Disclosed is a method for transparent aggregation of arbitrary client signals by a synchronous optical network/synchronous digital hierarchy (SONET/SDH) multiplexer. Benefits include improved performance, improved ease of manufacturing, improved design flexibility, and improved power performance.

Background

              High-speed digital transmission systems are often tasked to transport a number of client signals through a single high-capacity medium using time division multiplexing (TDM). A simplified block diagram illustrates the conventional approach  (see Figure 1). Two multiplexer/demultiplexer stages concentrate 64 parallel data lines of a layer-2 transport system to one line for transmission through a fiber.
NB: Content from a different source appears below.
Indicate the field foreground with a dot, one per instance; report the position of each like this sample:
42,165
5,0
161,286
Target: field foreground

              The four client signals in this example are output by the layer-2 devices, such as a SONET framer or an optical terminal node (OTN) digital wrapper. The output is through 4 X 16 synchronous data lines. The output is then multiplexed by 16 by the four first-stage multiplexer devices. A second multiplexer stage processes the output by four to the 1-bit serial transmission format. An issue with this solution is the synchronicity of the four streams (which may run at 10 Gbit/s) that are required by the second stage multiplexer for error free take-over of the data. Unacceptable amounts of phase variations may appear at the outputs of the four first-stage multiplexers, due to different temperature, supply voltage, process, or aging variations. The result may be most critical and may even result in an impossible system design.

              One way to make system design easier is to lower the rate at the synchronous inputs of the second stage multiplexer using a by-sixteen device instead of a by-four device (see Figure 2). This alternative has the same disadvantage as the first approach. The data input for the second stage multiplexer is the output from four different stage-one multiplexer devices.

General description

              The disclosed method uses a modified multiplexer/demultiplexer function of a SONET/SDH layer-2 device to aggregate arbitrary, but synchronous, client signals for transparent transport through a common medium.

Advantages

              The disclosed method provides advantages, including:

•             Improved performance due to 16 x 4-to-1 multiplexer and 16 x 1-to-4 demultiplexer integrated into one package replacing up to 8 conventional physical-layer devices

•             Ease of manufacturing due to the reuse/modification of an already integrated hardware function

•             Improv...